CRIME FICTION
The Envelope
In the Shade of Mango Blossoms: Chapter 3
Mrittika returned home to find the main door unlocked. She recalled the morning rush and instantly regretted it. As she stepped inside, a sealed envelope greeted her. She stared in disbelief for some time before she stooped to pick up the parcel. Nervous, she quickly locked the door behind her and scurried to her bedroom.
The envelope bore no name or address and this flustered Mrittika. She was too tired to think about possible senders and couldn’t decide whether to empty the contents or call someone first. She hid the parcel in her sock drawer and carried a fresh set of clothes to the shower.
Although reluctant, the handyman and his apprentice carried Nayab into the living room. The doctor fell unconscious in the driveway as soon as she stepped out of her car. Her face was covered in blood trickling from a wound in the temple she sustained when she crashed into the curb on her way home. With the bonnet dented and the headlights broken, it was beyond anyone’s imagination how the gynaecologist escaped the attention of fellow drivers on the highway.
Stirring oats in a pan of almond milk, Mrittika replayed the events of the previous day in her mind. She did not know what to make of the janitor’s gesture. “Why did she smile at me like that? Does she know something about the photograph that I do not?”
As she removed the pan from the heat, her thoughts turned to the envelope she found in the evening. Nothing inside the apartment was disturbed, which was a relief. She was perplexed by the incident even so.
A navy blue bento box fit snugly inside the chiller drawer, ready to unravel the fusion of colours in its neat little compartments the next morning. Just as Mrittika was going to shut the fridge, something unusual caught her eye.
Outside the emergency room, Sahil and his assistant desperately waited for someone to take charge of the situation. They furnished the attending doctor with as much information as they knew about the injured gynaecologist and were eager to return to their families. It was only when the police arrived that they realised why they were being detained at the hospital.
The pot-bellied superintendent sat across from Sahil and his apprentice in the hospital corridor. After a few routine questions, the policeman instructed them to stay in the county as long as the matter was being investigated.

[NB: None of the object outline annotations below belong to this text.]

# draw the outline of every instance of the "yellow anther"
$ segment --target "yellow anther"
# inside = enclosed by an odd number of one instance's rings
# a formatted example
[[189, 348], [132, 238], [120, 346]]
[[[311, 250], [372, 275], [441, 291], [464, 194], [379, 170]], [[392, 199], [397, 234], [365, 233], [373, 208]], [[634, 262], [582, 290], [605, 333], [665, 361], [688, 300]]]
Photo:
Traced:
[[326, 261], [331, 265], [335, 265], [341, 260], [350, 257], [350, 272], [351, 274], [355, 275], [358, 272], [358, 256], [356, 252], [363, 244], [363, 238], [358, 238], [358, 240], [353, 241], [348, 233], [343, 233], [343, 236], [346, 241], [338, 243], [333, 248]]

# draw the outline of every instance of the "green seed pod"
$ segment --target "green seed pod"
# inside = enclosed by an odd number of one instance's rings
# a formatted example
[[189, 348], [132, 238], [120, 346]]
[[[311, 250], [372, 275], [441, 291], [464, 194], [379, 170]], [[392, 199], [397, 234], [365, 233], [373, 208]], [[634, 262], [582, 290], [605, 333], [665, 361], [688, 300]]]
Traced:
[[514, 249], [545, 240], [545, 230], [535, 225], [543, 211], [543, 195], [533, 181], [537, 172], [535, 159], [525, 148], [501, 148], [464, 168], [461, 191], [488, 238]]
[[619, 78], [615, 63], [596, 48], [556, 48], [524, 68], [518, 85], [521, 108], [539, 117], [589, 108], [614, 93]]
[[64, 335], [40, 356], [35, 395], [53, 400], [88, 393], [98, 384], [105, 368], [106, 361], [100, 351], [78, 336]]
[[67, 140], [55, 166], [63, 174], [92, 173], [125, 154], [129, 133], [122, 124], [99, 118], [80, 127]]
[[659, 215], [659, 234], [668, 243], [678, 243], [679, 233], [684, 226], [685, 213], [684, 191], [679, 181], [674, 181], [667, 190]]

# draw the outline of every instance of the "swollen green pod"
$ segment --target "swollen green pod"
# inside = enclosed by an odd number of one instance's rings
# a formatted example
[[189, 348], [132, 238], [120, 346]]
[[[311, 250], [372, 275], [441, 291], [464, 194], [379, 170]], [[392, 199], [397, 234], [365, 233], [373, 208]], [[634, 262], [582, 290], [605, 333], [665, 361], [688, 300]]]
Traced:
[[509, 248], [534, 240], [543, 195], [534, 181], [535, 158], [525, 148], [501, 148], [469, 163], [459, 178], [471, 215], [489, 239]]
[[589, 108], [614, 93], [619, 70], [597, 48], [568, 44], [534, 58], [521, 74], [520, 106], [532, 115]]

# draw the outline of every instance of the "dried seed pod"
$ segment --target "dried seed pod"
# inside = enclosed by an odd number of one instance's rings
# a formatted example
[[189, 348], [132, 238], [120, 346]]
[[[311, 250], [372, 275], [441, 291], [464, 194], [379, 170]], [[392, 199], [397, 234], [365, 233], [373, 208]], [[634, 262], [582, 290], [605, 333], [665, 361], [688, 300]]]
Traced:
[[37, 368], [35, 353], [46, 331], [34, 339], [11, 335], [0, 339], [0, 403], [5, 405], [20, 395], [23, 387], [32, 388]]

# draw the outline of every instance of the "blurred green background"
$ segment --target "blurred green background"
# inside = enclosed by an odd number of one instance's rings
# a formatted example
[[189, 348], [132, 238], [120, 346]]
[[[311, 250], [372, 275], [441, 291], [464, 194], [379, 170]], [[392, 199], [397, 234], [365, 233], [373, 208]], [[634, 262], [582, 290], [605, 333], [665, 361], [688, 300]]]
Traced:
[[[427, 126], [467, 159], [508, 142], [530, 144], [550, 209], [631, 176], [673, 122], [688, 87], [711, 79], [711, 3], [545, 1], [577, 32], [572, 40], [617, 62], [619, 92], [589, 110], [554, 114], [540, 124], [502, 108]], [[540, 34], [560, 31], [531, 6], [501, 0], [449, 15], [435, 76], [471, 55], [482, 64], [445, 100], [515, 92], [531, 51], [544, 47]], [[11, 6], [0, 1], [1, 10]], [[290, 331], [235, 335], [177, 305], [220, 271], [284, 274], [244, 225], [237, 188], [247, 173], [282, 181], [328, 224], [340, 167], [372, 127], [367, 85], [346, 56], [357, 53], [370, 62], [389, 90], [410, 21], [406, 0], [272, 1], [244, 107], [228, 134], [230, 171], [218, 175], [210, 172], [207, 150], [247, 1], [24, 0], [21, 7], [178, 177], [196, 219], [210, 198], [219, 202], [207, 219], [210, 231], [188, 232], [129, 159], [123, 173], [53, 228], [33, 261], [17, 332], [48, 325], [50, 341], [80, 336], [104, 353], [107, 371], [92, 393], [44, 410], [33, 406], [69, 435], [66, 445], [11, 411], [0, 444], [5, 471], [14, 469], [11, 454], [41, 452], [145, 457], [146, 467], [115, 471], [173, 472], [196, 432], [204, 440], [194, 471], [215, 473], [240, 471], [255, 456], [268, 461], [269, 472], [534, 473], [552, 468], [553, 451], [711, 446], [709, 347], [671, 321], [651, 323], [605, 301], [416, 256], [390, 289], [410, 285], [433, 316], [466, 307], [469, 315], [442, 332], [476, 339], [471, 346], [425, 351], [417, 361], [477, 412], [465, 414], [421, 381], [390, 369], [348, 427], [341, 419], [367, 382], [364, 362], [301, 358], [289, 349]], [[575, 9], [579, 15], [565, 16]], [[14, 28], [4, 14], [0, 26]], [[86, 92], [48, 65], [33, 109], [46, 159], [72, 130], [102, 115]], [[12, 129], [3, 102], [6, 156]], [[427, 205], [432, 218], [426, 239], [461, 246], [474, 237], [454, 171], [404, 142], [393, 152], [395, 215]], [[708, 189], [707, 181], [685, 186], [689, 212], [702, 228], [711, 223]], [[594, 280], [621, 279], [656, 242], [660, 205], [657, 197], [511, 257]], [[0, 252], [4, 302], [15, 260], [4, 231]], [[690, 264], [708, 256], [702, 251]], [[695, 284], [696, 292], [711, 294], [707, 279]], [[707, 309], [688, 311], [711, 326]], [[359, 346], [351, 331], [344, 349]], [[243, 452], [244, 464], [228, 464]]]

Once home, the handyman offered isha prayers and enjoyed a home-cooked meal of chapati and dal with his wife while the children were asleep. A stone’s throw away, Abeer joined his grandmother for a meal of rice and curds on the concrete patio of their bamboo hut. An hour before midnight, every oil lamp in the neighbourhood was dimmed except for one.
Squinting, Abeer struggled to read the five-word message scribbled on the topmost note of the bundle he had pocketed from the chest that morning. Tucking the money carefully inside his pillowcase, he vowed to try again when it was daylight and went to bed.
Members of the detective branch were already swarming Nayab’s palatial home when the grandfather clock in her living room struck twelve. Fingerprints glowed in the dark as every object in the living room was dusted with a special kind of powder. The chest piqued the superintendent’s interest not only for the bundles of foreign currency it carried but also because of a sealed envelope stacked neatly between the notes.